The problem with using intuition as a decision tool is that it is based on “experiences, skills and knowledge”, and as writer, actor and tall person John Cleese points out in a must-see 40 second short video, which you can find on YouTube by searching on “John Cleese Stupidity”, to know how good you are at something requires the same skills that are needed to be good at that thing, so if you are absolutely hopeless at something, you lack exactly those skills to know that you are hopeless at it.

Author: John_Cleese_2008.jpg: Paul Boxley; CC BY-SA 2.0 license; via Wikimedia Commons

Author: John_Cleese_2008.jpg: Paul Boxley; CC BY-SA 2.0 license; via Wikimedia Commons

This means that not all “gut-feel” is necessarily good “gut-feel”, and that intuition can only be truly worthwhile in an area where we have some domain specific experience, skills and knowledge.

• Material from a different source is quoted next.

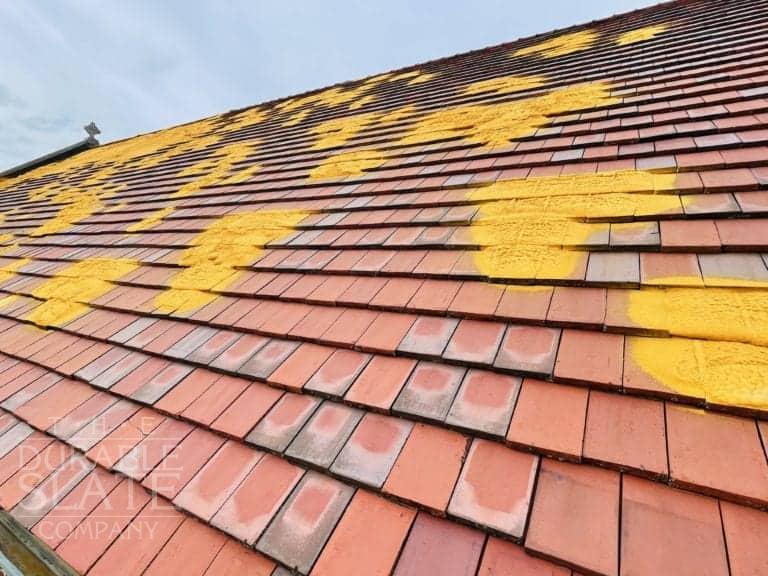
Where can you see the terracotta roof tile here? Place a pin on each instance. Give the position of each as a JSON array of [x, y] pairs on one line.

I have met some people who are very intuitive about one thing, such as wind patterns for hot air ballooning or diagnosing medical illness, but I have not yet met anyone who is obviously intuitive about a broad range of experiences. One cannot assume that someone who is highly intuitive about the best yachting maneuvers (like Ben Ainslie for example), is also likely to be highly intuitive about any other element of his/her life. If intuition is to be a highly honed skill, it needs to be based on a considerable amount of practice, as ultimately intuition is about our ability to recognize certain recurring patterns. The more experience that we have in a particular area of expertise, such as diagnosing tropical illnesses, the more familiar we become at recognizing the patterns, and the faster can we make decisions about what these patterns mean.

Photo taken by Joe DeShon; CC BY 2.5 license; via Wikimedia Commons

Photo taken by Joe DeShon; CC BY 2.5 license; via Wikimedia Commons

Yet, I have met many people who have told me that they are “highly intuitive” … about life. I always try and get them to be more specific about which part of life it is that they are claiming to be highly intuitive about, but generally with little success at getting them to pinpoint their true area of intuitive expertise. They just have an intuition that they possess this 6th sense magical power.

I also find it highly bewildering that there are people who have written books that people buy, and who also run training programmes that people seem to readily attend on the topic of “… how to create success in any area by using your brain in unique and compelling ways so that your innate intuition can propel you ahead to successful solutions …”. These include, but are not limited to, losing weight, knowing how to spot your perfect mate, building better relationships with your children, and making better investment and business decisions” … and one can achieve all these in one life-time, and supposedly with little real experience, skill or knowledge in any of these subjects.

My intuition tells me that these books and courses are focused on attracting some very gullible people.

I also struggle with people who rely mostly on intuition as the main driver in their ability to sum up people, for example in the recruitment process, and I am surprised when people tell me that they can decide in the first few minutes of an interview whether they will hire someone. Whilst one can, to some degree and in a short time, understand a range of the visible personality traits, such as how assertive or extroverted someone is or how relaxed and confident they are, it is hard to understand their attitudes to work, life and the meaning of the universe without delving more deeply, and I have long believed that one should hire for attitude even more than for skills, as skills can be enhanced but attitudes are hard to change.

I have found that people who tend to hire based on “gut feel” tend to hire people who are mostly just like them, and so tend to hire people who most closely match their own image, which is fine if your goal is to protect the status quo and to change very little, but does not do much in terms of driving change, and the ability to drive change is one of the few constants in business life and success. I tend to believe that gut-feel hiring is more about expediency as defined by American writer Rita Mae Brown who said “Intuition is a suspension of logic due to impatience.”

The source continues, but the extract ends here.